石川は、齋藤(太)のスピードには敗れたものの、DUNLOP DIREZZA β02の実力を引き出し、先行時には98.2点という高得点を叩き出していた。

翌日曜日に第6戦が行われた。コース設定は前日と同様だ。まずは単走。野村の1本目は1コーナー立ち上がりでドリフトがもどってしまい、2本目もいまひとつ決まらず減点が入ったこともあって、単走を通過できる得点はとれなかった。松川は1本目にまずまず走りをまとめたが、進入の速度や2コーナー手前の振り返しなどで点が伸びず、惜しくも19位で単走通過ならず。

そして前日は余裕で単走通過を果たした石川だったが、1本目はキレを欠く振り出しから1コーナーでアウトに流されてしまい大きく減点を受ける。2本目は振り出しですっぽ抜けるような形でスピン。これまた大きな減点となって追走トーナメント進出を逃してしまった。

ゾーン外しなどのミスが出て追走進出を果たせなかった野村。スピードやリズムはよかったので、あとは細かい仕上げか。
松川はまとまった走りを見せたものの、追走進出の条件である上位16名には届かず。

大会後に野村はこうコメント。

「DUNLOP DIREZZA β02は2日間とも信頼しきって行けたので、思い通りの走りがコンスタントにできればいいんですけど、そこまで持っていけてない感じですね。上位の人たちを見てると同じような走りをしたくなるけど、たぶんいまのクルマで同じことやろうと思っても難しいんで、そこを割り切ってポイントを確実にとれるように走るっていうのも大事だし、上位の選手のような走りができるクルマ作りを目指すっていうのも大事なのかなと思います。難しいところですけど、がんばります」

またチーム・ドルーピーの松岡監督はこう話してくれた。

「なかなかうまいこといかんのぉっていう感じはする。
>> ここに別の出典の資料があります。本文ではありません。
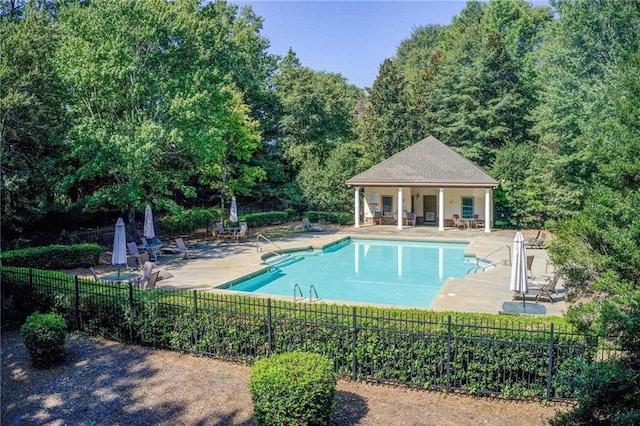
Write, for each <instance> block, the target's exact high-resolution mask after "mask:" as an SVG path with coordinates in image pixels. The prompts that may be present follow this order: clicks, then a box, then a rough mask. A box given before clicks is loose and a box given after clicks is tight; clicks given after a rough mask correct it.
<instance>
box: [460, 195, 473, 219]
mask: <svg viewBox="0 0 640 426" xmlns="http://www.w3.org/2000/svg"><path fill="white" fill-rule="evenodd" d="M462 218H463V219H473V197H462Z"/></svg>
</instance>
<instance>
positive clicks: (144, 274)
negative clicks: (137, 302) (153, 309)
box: [138, 262, 158, 287]
mask: <svg viewBox="0 0 640 426" xmlns="http://www.w3.org/2000/svg"><path fill="white" fill-rule="evenodd" d="M155 266H156V264H155V263H153V262H144V265H143V266H142V274H141V275H140V277H139V278H138V285H140V286H142V287H146V284H147V283H148V282H149V279H150V278H151V273H152V272H153V268H154V267H155ZM157 278H158V277H157V276H156V279H157Z"/></svg>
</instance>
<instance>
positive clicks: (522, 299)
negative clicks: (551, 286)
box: [509, 231, 529, 308]
mask: <svg viewBox="0 0 640 426" xmlns="http://www.w3.org/2000/svg"><path fill="white" fill-rule="evenodd" d="M512 259H513V263H512V264H511V280H510V283H509V288H510V289H511V291H515V292H518V293H520V294H522V306H523V308H524V306H525V298H524V295H525V294H526V293H527V291H528V290H529V288H528V286H527V251H526V249H525V247H524V237H523V236H522V232H521V231H518V232H516V236H515V237H514V239H513V258H512Z"/></svg>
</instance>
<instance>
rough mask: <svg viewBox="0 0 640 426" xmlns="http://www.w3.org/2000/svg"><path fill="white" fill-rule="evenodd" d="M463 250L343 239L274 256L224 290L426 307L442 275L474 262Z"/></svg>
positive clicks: (230, 285) (432, 246)
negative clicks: (256, 269) (301, 250)
mask: <svg viewBox="0 0 640 426" xmlns="http://www.w3.org/2000/svg"><path fill="white" fill-rule="evenodd" d="M466 248H467V244H466V243H433V242H414V241H411V242H410V241H391V240H365V239H346V240H344V241H342V242H339V243H338V244H335V245H333V246H331V247H329V248H326V249H324V250H322V251H319V250H316V251H311V250H307V251H300V252H294V253H289V254H288V255H287V256H284V257H280V256H279V257H275V258H273V259H271V262H269V263H270V265H271V266H272V268H271V270H270V271H269V272H266V273H263V274H260V275H258V276H255V277H253V278H250V279H247V280H245V281H242V282H239V283H233V284H232V285H229V286H227V289H228V290H234V291H240V292H251V293H260V294H266V295H280V296H290V297H291V296H294V290H295V291H296V296H297V297H305V298H307V299H308V298H309V294H310V292H311V295H312V298H313V299H314V300H316V299H317V298H319V299H321V300H323V301H350V302H359V303H372V304H384V305H396V306H411V307H422V308H426V307H428V306H429V305H430V304H431V302H433V300H434V298H435V296H436V295H437V294H438V292H439V291H440V288H441V287H442V284H444V282H445V281H446V280H447V278H450V277H462V276H465V275H466V274H467V272H468V271H469V270H470V269H472V268H473V267H474V266H475V263H476V258H475V257H469V256H465V254H464V252H465V249H466ZM296 285H297V287H296ZM311 286H313V288H312V287H311ZM314 289H315V291H314ZM316 294H317V296H316Z"/></svg>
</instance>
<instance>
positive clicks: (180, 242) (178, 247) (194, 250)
mask: <svg viewBox="0 0 640 426" xmlns="http://www.w3.org/2000/svg"><path fill="white" fill-rule="evenodd" d="M176 246H178V250H179V253H180V254H182V256H183V257H185V256H186V258H187V259H189V258H190V256H191V255H192V254H193V252H194V251H195V249H194V248H193V246H187V245H186V244H185V243H184V240H183V239H182V238H176Z"/></svg>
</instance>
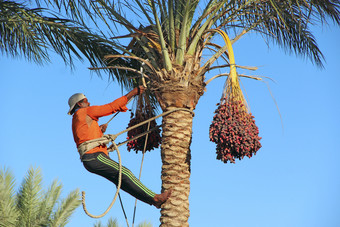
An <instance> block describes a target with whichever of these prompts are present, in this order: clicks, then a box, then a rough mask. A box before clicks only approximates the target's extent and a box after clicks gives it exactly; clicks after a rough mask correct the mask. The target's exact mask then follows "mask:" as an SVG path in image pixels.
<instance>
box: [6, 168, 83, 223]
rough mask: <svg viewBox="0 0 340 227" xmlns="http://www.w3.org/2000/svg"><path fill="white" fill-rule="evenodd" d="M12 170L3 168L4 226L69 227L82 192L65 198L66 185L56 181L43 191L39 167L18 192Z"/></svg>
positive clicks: (77, 190)
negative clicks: (10, 170)
mask: <svg viewBox="0 0 340 227" xmlns="http://www.w3.org/2000/svg"><path fill="white" fill-rule="evenodd" d="M14 183H15V182H14V177H13V175H12V174H11V172H10V171H9V170H8V169H3V170H2V169H1V171H0V226H3V227H11V226H13V227H15V226H18V227H19V226H51V227H52V226H55V227H59V226H65V225H66V224H67V223H68V222H69V219H70V217H71V215H72V214H73V212H74V211H75V209H76V208H77V207H79V205H80V203H81V201H80V199H79V198H80V196H79V191H78V190H74V191H72V192H71V193H70V194H69V195H68V196H67V198H65V199H61V198H60V194H61V190H62V185H61V184H60V183H58V182H57V181H53V183H52V184H51V186H50V187H49V189H48V190H47V191H44V190H42V187H41V183H42V176H41V173H40V170H39V169H33V168H30V169H29V170H28V172H27V176H26V177H25V179H24V180H23V182H22V184H21V186H20V188H19V190H18V192H17V193H15V191H14V186H15V185H14Z"/></svg>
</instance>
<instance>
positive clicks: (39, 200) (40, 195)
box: [17, 167, 42, 226]
mask: <svg viewBox="0 0 340 227" xmlns="http://www.w3.org/2000/svg"><path fill="white" fill-rule="evenodd" d="M41 182H42V176H41V172H40V169H36V170H35V169H33V167H30V169H29V170H28V173H27V176H26V177H25V179H24V181H23V182H22V184H21V186H20V188H19V192H18V194H17V209H18V211H19V219H18V224H19V226H34V225H36V220H37V218H38V217H37V215H38V207H39V202H40V200H41V194H40V193H41V189H42V188H41Z"/></svg>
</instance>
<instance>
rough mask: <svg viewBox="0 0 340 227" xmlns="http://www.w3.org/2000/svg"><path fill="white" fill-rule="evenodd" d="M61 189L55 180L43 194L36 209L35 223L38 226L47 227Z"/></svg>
mask: <svg viewBox="0 0 340 227" xmlns="http://www.w3.org/2000/svg"><path fill="white" fill-rule="evenodd" d="M61 189H62V185H61V184H59V183H58V182H57V181H56V180H55V181H53V183H52V184H51V186H50V188H49V189H48V190H47V192H45V193H44V196H43V197H42V199H41V201H40V204H39V209H38V218H37V223H39V225H41V226H48V224H49V221H50V218H51V216H52V213H53V209H54V206H55V205H56V204H57V203H58V199H59V197H60V194H61Z"/></svg>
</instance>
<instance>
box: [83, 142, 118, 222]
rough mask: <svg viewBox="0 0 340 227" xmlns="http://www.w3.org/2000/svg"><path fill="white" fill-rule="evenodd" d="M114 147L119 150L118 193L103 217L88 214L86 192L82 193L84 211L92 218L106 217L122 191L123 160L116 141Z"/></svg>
mask: <svg viewBox="0 0 340 227" xmlns="http://www.w3.org/2000/svg"><path fill="white" fill-rule="evenodd" d="M112 145H113V146H114V147H115V148H116V150H117V155H118V160H119V175H118V185H117V191H116V194H115V196H114V198H113V200H112V202H111V204H110V206H109V207H108V208H107V209H106V211H104V213H102V214H101V215H93V214H90V212H88V210H87V209H86V205H85V192H84V191H82V204H83V209H84V211H85V213H86V214H87V215H88V216H90V217H91V218H101V217H104V216H105V215H106V214H107V213H108V212H109V211H110V209H111V208H112V206H113V204H114V203H115V201H116V199H117V196H118V193H119V189H120V186H121V184H122V160H121V157H120V152H119V149H118V147H117V145H116V143H115V142H114V141H112Z"/></svg>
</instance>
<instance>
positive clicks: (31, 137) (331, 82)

ほんと紙一重なんだけど、石川に関しては、今日は進入でリヤが出きらない、昨日出たはずのものが出きらないということがあったんだけど、路面の変化に対する対応っていうのがうまくいかなかったのは事実で、それにはここまでの流れで、これが原因かもしれない、あれが原因かもしれないというのはいっぱい思い当たるんで、これから先は組み立てかたを変えて試してみようといった修正は確実にできる。

松川に関しては、もう少し奥で振れれば、っていうのがずっとあったんだけど、それができたのが今日の2本目だったので、やっぱりちょっと組み立てのミスがあったかな。練習で振りが奥すぎると飛び出してぶつかったりしていたので、こっちもやっぱり紙一重だった。

クルマは、かなり今はいい状況まで仕上がってきたんでね。残り4ラウンドしかないけど、まだまだあきらめてないんで、あと、ほんとに微調整というか、細かい組み立てでいけると思います!

タイヤに関しても、このコースでは摩耗もグリップレベルも、じゅうぶん3本走れるコンディションを維持してくれて、DUNLOP DIREZZA β02はすっかり安心して使ってます。次のオートポリスは嫌いじゃないコースなんだけど、タイヤの減りが速いコースだから、そこはDUNLOP DIREZZA β02に頼っていきたいと思います!

練習日からの走りの内容に関しては満足のいく手応えがあっただけに、このラウンドの結果に関しては悔しそうな松岡監督。

上位入賞はならなかったが、質の高い走りを見せたダンロップ勢。マシントラブルも減り、戦闘力は確実に上がっている。次のラウンドは、チーム・ドルーピーも野村も相性がいいオートポリス。ほんのちょっと歯車がかみあえば、結果がついてくるはずだ!